Já a Associação de Orientação às Cooperativas do Nordeste
recebeu R$ 3,7 milhões do Governo Federal, sendo R$ 2,3 milhões
diretamente da Secretaria de Desenvolvimento Territorial, órgão do
Ministério do Desenvolvimento Agrário. Para anotar: o secretário de
Desenvolvimento Territorial, Humberto Oliveira, foi dono da ONG por dez
anos. Entre as tarefas que a entidade se comprometeu a executar com
dinheiro público se destacam as seguintes: dinamização das ações de
desenvolvimento rural sustentável, consolidação da estrutura de gestão
de 12 cooperativas de crédito rural singulares, articulação do
território agreste meridional e mata sul e estudo propositivo no Estado
de Pernambuco. Deu para entender?
A Secretaria Especial da Aquicultura e da Pesca, controlada
pelo ministro Altemir Gregolin (PT-SC), repassou recursos, por meio de
convênios, a entidades dirigidas por filiados do PT em Santa Catarina.

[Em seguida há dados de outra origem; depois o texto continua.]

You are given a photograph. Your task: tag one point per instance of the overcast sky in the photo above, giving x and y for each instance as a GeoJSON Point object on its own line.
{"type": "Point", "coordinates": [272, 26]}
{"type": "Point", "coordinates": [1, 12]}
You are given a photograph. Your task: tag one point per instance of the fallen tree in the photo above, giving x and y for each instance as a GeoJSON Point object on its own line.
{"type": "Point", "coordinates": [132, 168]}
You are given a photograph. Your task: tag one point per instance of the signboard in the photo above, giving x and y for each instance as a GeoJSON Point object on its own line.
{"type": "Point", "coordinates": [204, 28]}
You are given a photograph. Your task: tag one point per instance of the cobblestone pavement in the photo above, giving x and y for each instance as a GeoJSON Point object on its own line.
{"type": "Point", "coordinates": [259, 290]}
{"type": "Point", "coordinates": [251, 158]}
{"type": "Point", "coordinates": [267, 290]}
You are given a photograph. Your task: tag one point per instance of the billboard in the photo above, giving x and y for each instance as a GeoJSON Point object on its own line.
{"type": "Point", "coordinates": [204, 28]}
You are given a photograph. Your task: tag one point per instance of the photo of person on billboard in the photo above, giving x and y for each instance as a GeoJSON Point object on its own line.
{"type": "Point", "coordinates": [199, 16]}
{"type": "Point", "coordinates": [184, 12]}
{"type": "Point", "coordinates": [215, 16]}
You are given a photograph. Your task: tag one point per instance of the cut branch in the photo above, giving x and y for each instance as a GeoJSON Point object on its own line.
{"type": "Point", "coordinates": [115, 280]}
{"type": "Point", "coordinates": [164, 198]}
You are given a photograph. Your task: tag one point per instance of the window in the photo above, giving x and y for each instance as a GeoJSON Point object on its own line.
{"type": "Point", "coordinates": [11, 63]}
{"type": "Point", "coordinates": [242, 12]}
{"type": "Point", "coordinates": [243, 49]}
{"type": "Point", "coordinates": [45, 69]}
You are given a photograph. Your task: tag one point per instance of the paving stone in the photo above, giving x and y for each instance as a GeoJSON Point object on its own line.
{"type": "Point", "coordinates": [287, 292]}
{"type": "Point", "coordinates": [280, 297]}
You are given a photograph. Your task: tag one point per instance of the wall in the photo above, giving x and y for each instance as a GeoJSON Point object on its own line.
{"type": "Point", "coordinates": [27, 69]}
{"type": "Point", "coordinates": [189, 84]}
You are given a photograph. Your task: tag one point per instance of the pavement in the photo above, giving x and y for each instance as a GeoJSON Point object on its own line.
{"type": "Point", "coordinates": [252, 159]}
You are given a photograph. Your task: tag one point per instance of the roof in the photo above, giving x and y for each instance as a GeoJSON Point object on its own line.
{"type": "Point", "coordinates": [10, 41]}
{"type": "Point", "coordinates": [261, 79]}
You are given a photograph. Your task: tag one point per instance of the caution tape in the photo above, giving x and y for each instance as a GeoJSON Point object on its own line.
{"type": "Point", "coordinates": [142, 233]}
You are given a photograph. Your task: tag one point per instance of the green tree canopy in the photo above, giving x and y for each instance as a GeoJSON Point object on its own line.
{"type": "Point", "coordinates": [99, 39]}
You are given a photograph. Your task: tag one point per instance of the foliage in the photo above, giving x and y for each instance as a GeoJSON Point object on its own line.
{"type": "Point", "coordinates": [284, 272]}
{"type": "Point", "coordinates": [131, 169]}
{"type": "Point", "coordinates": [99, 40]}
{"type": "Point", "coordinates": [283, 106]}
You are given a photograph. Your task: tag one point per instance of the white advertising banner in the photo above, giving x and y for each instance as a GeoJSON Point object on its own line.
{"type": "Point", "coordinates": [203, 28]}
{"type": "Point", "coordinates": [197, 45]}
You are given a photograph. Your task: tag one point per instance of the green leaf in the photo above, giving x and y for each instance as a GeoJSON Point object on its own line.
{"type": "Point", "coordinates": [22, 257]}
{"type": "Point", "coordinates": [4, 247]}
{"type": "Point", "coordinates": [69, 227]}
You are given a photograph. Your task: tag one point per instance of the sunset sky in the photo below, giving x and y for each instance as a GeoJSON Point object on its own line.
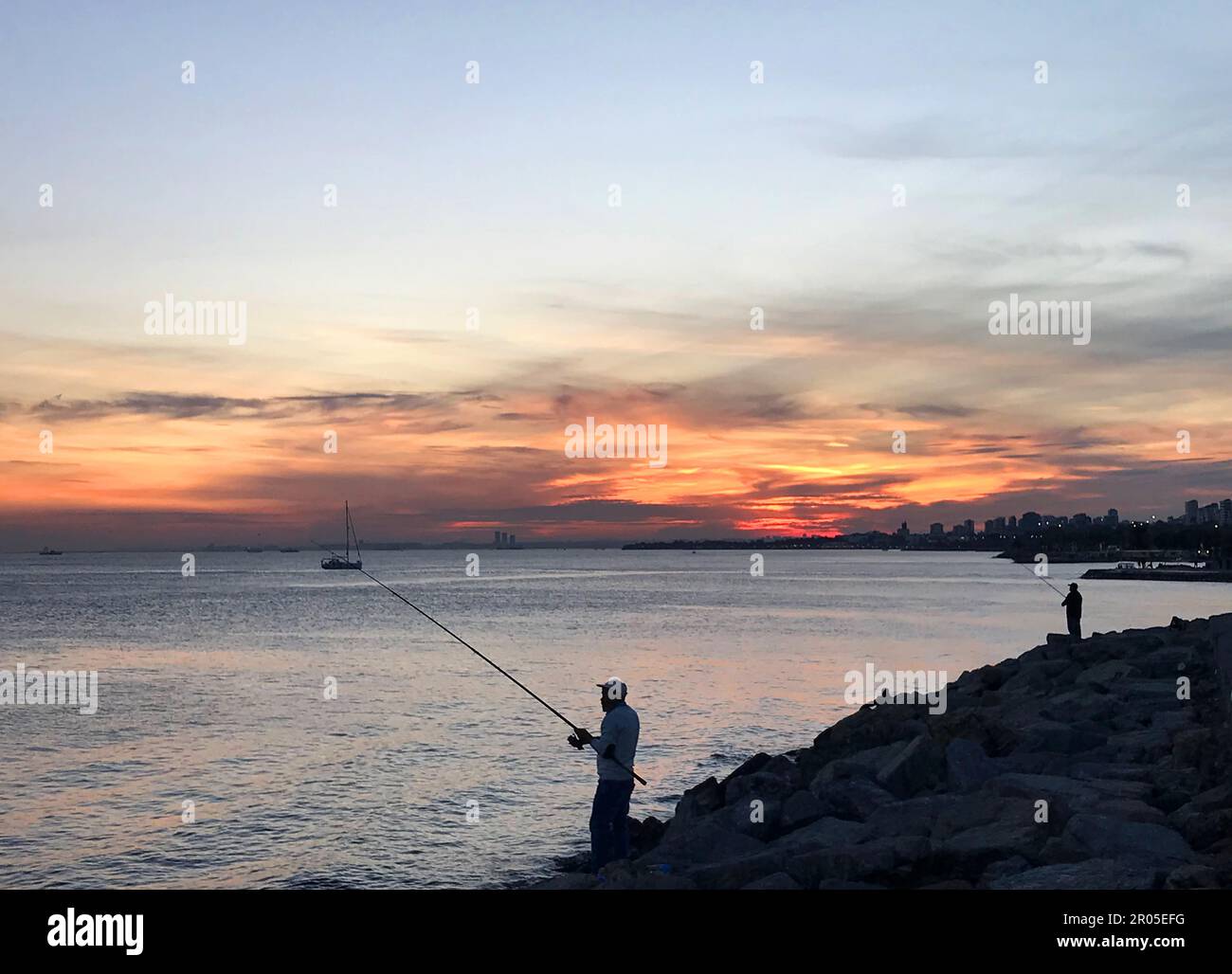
{"type": "Point", "coordinates": [494, 196]}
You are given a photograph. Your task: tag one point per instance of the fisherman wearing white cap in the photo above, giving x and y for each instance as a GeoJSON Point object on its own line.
{"type": "Point", "coordinates": [616, 748]}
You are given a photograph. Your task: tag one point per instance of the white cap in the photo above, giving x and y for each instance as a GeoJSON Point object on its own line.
{"type": "Point", "coordinates": [614, 687]}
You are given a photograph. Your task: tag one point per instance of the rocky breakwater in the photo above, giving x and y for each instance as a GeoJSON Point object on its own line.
{"type": "Point", "coordinates": [1093, 765]}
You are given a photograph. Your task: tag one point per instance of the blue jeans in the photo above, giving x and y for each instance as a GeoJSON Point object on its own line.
{"type": "Point", "coordinates": [608, 822]}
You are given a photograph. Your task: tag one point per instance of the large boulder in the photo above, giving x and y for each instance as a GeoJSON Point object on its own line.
{"type": "Point", "coordinates": [1097, 837]}
{"type": "Point", "coordinates": [916, 767]}
{"type": "Point", "coordinates": [966, 765]}
{"type": "Point", "coordinates": [1100, 874]}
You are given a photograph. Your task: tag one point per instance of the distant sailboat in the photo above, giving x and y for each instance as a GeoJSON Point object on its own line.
{"type": "Point", "coordinates": [334, 562]}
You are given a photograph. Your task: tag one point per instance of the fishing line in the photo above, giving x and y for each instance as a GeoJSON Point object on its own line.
{"type": "Point", "coordinates": [1042, 578]}
{"type": "Point", "coordinates": [477, 653]}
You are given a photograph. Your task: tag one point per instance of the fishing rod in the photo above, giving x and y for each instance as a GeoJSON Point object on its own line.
{"type": "Point", "coordinates": [1042, 578]}
{"type": "Point", "coordinates": [477, 653]}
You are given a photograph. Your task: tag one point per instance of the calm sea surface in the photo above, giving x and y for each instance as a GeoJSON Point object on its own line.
{"type": "Point", "coordinates": [210, 691]}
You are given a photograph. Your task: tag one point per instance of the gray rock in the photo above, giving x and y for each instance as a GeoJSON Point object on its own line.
{"type": "Point", "coordinates": [972, 851]}
{"type": "Point", "coordinates": [854, 798]}
{"type": "Point", "coordinates": [737, 874]}
{"type": "Point", "coordinates": [800, 809]}
{"type": "Point", "coordinates": [775, 880]}
{"type": "Point", "coordinates": [1193, 876]}
{"type": "Point", "coordinates": [568, 880]}
{"type": "Point", "coordinates": [916, 767]}
{"type": "Point", "coordinates": [1105, 674]}
{"type": "Point", "coordinates": [1099, 837]}
{"type": "Point", "coordinates": [968, 767]}
{"type": "Point", "coordinates": [822, 834]}
{"type": "Point", "coordinates": [701, 842]}
{"type": "Point", "coordinates": [1089, 875]}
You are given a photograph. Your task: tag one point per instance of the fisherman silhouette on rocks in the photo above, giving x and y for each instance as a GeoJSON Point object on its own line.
{"type": "Point", "coordinates": [616, 748]}
{"type": "Point", "coordinates": [1073, 611]}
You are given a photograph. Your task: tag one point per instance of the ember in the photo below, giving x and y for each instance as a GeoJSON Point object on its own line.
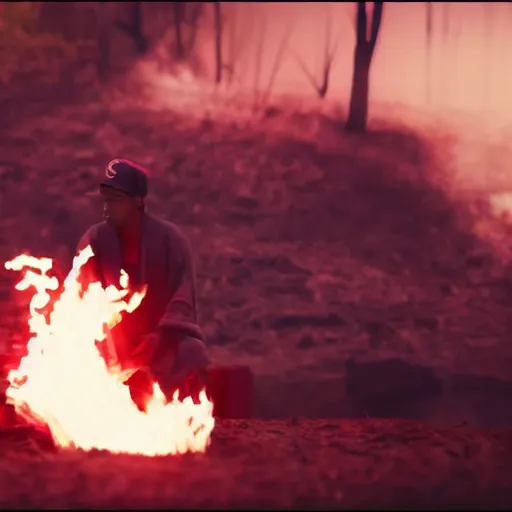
{"type": "Point", "coordinates": [63, 381]}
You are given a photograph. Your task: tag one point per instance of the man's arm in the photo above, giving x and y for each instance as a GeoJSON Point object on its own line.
{"type": "Point", "coordinates": [180, 316]}
{"type": "Point", "coordinates": [89, 271]}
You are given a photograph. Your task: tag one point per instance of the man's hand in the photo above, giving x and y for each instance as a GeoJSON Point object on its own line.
{"type": "Point", "coordinates": [183, 369]}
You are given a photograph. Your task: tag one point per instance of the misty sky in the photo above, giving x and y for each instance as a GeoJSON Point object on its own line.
{"type": "Point", "coordinates": [470, 51]}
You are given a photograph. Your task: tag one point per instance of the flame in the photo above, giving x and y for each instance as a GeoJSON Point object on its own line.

Foram R$ 101 mil para a Colônia de Férias Z-14 e R$ 100 mil para a Casa
Familiar do Mar, ambas presididas pelo petista Obadias Barreiros. A
Associação de Pescadores da Barra do Camacho, de Jaguaruna (SC), ligada
ao deputado Paulo Serafim, também do PT, recebeu outros R$ 59 mil.
O Ministério do Trabalho e Emprego, sob comando do PDT, chegou
a responder por R$ 31,8 milhões transferidos a ONGs por meio de
convênios que ficaram pendentes de regularização. O ministro Carlos Lupi
(PDT-RJ) assinou parceria considerada suspeita, no valor de R$ 4,4
milhões, com a ONG Confederação Nacional dos Evangélicos. O acerto foi
feito menos de dois meses depois que um diretor da entidade se filiou ao
PDT.
Outras quatro entidades ligadas ao PDT também receberam
dinheiro liberado pelo ministro Carlos Lupi. Três delas foram
recomendadas pela Força Sindical, sendo que duas tinham suas sedes no
mesmo edifício que abriga a central sindical. O presidente da Força,
aliás, deputado Paulo Pereira da Silva (PDT-SP), foi acusado de
participar de esquemas que desviaram dinheiro do BNDES (Banco Nacional
de Desenvolvimento Econômico e Social) e do FAT (Fundo de Amparo ao
Trabalhador, do Ministério do Trabalho).
A CPI das ONGs chegou a apontar cinco deputados como tendo
ligações com organizações não-governamentais investigadas pelo Senado.
São eles: Adão Pretto (PT-RS), Marcos Maia (PT-RS), Assis Miguel do
Couto (PT-PR), Anselmo de Jesus (PT-RO) e Sandra Rosado (PSB-RN).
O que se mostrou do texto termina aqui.